Wolfowitz ve yardımcıları gibi adamların katıksız, süssüz kibirlerini de düşünün. Büyük ölçüde uykulu bir Kongre'de savaşın sonuçları ve maliyetleri hakkında ifade vermeleri istendiğinde, herhangi bir somut yanıt vermeden kaçmalarına izin veriliyor; bu, genelkurmay başkanının 400,000 yıl boyunca 10 askerden oluşan bir askeri işgal gücünden söz eden kanıtını etkili bir şekilde çürütüyor. neredeyse bir trilyon dolara mal oldu.

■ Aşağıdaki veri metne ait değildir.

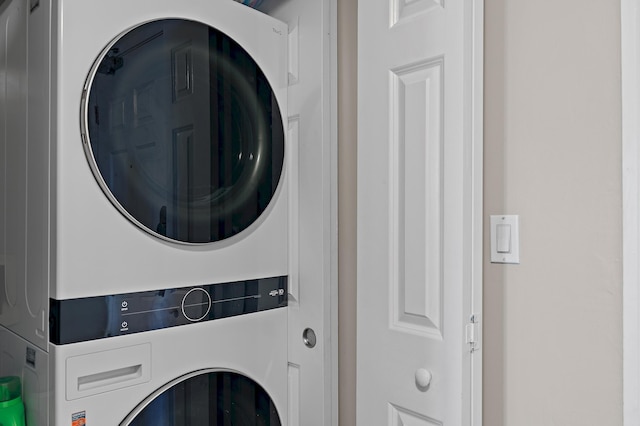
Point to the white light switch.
(505, 244)
(503, 238)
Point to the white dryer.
(145, 151)
(227, 372)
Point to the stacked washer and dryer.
(144, 202)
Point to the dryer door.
(207, 398)
(183, 131)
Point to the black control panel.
(78, 320)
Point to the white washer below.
(229, 371)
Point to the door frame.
(476, 196)
(630, 85)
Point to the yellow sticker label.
(79, 419)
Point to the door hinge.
(472, 333)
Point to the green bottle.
(11, 407)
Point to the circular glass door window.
(183, 132)
(209, 398)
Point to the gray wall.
(553, 324)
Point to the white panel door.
(418, 213)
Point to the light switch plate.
(505, 226)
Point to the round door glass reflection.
(183, 131)
(210, 399)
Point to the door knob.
(309, 337)
(423, 378)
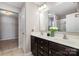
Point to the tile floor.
(12, 52)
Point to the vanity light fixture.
(6, 12)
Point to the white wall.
(8, 26)
(43, 21)
(9, 7)
(31, 22)
(72, 24)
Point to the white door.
(22, 29)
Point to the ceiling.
(15, 4)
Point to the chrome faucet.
(64, 36)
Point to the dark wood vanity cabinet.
(42, 47)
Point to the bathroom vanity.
(42, 45)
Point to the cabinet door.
(42, 47)
(34, 45)
(61, 50)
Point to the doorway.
(8, 30)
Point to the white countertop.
(72, 41)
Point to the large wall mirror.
(64, 15)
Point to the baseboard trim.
(28, 54)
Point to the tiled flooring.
(12, 52)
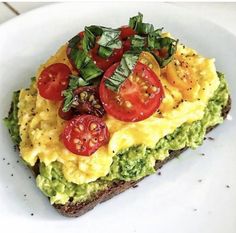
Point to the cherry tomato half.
(53, 80)
(138, 97)
(84, 134)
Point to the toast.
(90, 128)
(77, 209)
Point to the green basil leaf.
(74, 41)
(105, 52)
(74, 83)
(123, 71)
(153, 36)
(110, 38)
(96, 30)
(135, 19)
(137, 42)
(78, 56)
(144, 28)
(89, 70)
(89, 39)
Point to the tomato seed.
(91, 98)
(78, 147)
(93, 126)
(128, 104)
(77, 141)
(97, 106)
(91, 144)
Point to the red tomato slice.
(138, 97)
(126, 32)
(53, 80)
(84, 134)
(105, 63)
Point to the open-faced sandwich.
(111, 107)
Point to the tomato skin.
(105, 63)
(84, 134)
(126, 31)
(131, 103)
(53, 80)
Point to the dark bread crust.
(77, 209)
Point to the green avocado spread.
(132, 163)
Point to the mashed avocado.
(130, 164)
(135, 162)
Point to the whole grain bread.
(71, 209)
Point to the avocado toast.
(186, 93)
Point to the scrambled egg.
(40, 125)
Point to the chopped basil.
(144, 28)
(110, 38)
(133, 21)
(89, 70)
(96, 30)
(74, 41)
(153, 36)
(105, 52)
(78, 56)
(74, 83)
(124, 69)
(88, 40)
(169, 45)
(137, 42)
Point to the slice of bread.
(77, 209)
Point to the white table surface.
(223, 14)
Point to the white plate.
(172, 202)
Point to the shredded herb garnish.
(74, 83)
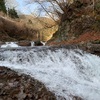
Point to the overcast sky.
(21, 6)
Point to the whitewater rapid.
(65, 72)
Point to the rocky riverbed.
(15, 86)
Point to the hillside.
(80, 24)
(26, 28)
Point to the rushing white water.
(65, 72)
(9, 45)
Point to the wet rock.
(24, 43)
(21, 87)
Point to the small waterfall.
(64, 71)
(9, 45)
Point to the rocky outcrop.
(15, 86)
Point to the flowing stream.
(63, 70)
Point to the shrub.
(2, 6)
(12, 13)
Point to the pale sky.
(21, 6)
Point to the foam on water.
(64, 71)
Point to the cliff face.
(81, 17)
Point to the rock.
(38, 43)
(24, 43)
(22, 87)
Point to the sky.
(21, 6)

Demokrasi karalandı ve ihanete uğradı, demokrasi kutlandı ama aslında sanki bir Arap ülkesinden başka bir şey değilmiş gibi bu cumhuriyetin sorumluluğunu üstlenen küçük bir grup adam tarafından aşağılandı ve ayaklar altına alındı? Sorumlunun kim olduğunu sormak doğru, çünkü ABD halkının, bu yönetimin zaten daha fazlasına katlanamayacak kadar çok sefalet ve yoksulluğun kuşattığı bir dünyada kaybetmek üzere olduğu savaşta gerektiği gibi temsil edilmediği ortada. Ve Amerikalılara, hükümetin en ufak bir endişesine veya endişesine neden olabilecek her şeyi düzenleyen küçük bir grup adam tarafından kontrol edilen bir medya tarafından kötü bir şekilde hizmet edildi. Kendi hayal dünyalarının mahremiyetinde savaştan bahseden demagoglara ve köle aydınlara gelince, en büyük suçu Müslüman ve Arap olmak olan milyonlarca insanın sefaletine göz yumma hakkını onlara kim verdi? Bu küçük, temsili olmayan grup dışında hangi Amerikalı, dünyada zaten bol miktarda bulunan Amerikan karşıtlığını artırmakla ciddi olarak ilgilenir? Neredeyse hiç sanmıyorum.
Jonathan Swift, bu saatte yaşıyor olman gerekirdi.
© Telif Hakkı Al-Ahram Weekly. Her hakkı saklıdır
Al-Ahram Weekly Çevrimiçi : 6 – 12 Mart 2003 (Sayı No. 628) Adres: http://weekly.ahram.org.eg/2003/628/op2.htm
ZNetwork yalnızca okuyucularının cömertliğiyle finanse edilmektedir.